Insights
In Harvard Business Review Seth Godin writes: “If you succeed without treating your people, your customers, and your resources with respect and honesty, you have failed.”
Yesterday he sent out a blog post reminding his readers that one of the most vibrant segments of the stereo business is the category of products that are ridiculously expensive (and really good). They succeed because many people don’t want to apologize for the sound of their systems. They will go out of their way to buy products that don't require an apology. They want the best.
Stay with me. The two thoughts come together.
What’s the point? Well, we work for our readers, viewers and listeners, and we relate and rely on many others to deliver. Longwoods has staff members who are (what else) on staff. We have editors who stake their reputations on what we publish and we have authors who build and maintain their reputations on what they write. Key too, is the sector of innovators who provide the ideas, products and services that empower the system. We also have “friends of Longwoods” -- less formal relations that are critical to the welfare of publishing. They include healthcare experts, publishing experts, business experts, “e” experts and more. Many of them give freely of their time when we ask and corporately or institutionally they provide us financial support. Why do they do that?

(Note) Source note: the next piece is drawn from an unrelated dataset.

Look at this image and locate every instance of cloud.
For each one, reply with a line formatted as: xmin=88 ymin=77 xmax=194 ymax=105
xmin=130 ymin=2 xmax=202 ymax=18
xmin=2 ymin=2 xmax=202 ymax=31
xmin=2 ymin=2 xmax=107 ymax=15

It goes back fifteen years when Dianne Foster Kent and I came together with an ad hoc advisory board* and recognized immediately that this was an invaluable resource of people willing to serve what (they must have thought) was a noble endeavour. It was the beginning of a small corporate initiative that couldn’t do without these individuals. So here we are, ostensibly, a ‘for profit’ organization with a payroll, a business model that defines its market clearly, a range of products and services, a price on all of it, and institutional and corporate patrons. We are committed to deliver on our promises. What we have found, however, is that the commercial substance is not just knowledge, information, ideas, policies, programs, journals and conferences. It is as much our carefully curried reputation (or “image”) -- a complex cluster of value satisfactions. The more complex our offering, the more salient the needs of our readers, viewers, and listeners, the more critical and valuable is this asset of reputation. Like that most expensive sound system, when a collaboration of like-minds, driven by a shared passion, combine their considerable knowledge, talents and resources with the desire to create something beyond the state-of-the-art, special things can happen.
And so with this hint of a future, we made the commitment to do it right and “never embarrass our editors.” Their reputation, we knew then, was our reputation. We are loyal to that promise and so committed to never having to apologize to our editors, writers, authors, presenters, partner organizations and advisors. They are integral to the substance that is Longwoods and have responsibly provided knowledge and information that our readers, listeners and viewers can rely on. I invite you to read our masthead and note their names and organizations. They serve you – the policy makers, payers, providers, administrators, researchers, thinkers, innovators, lecturers, professors, and more. Together, they are Longwoods. They deserve respect and honesty. And we do not ever want to have to apologize to them for not providing the best. “I’m sorry” doesn’t cut it. It’s a curious way to safeguard quality . . . but it’s worked.
*We began planning the first issue of our first journal in 1996.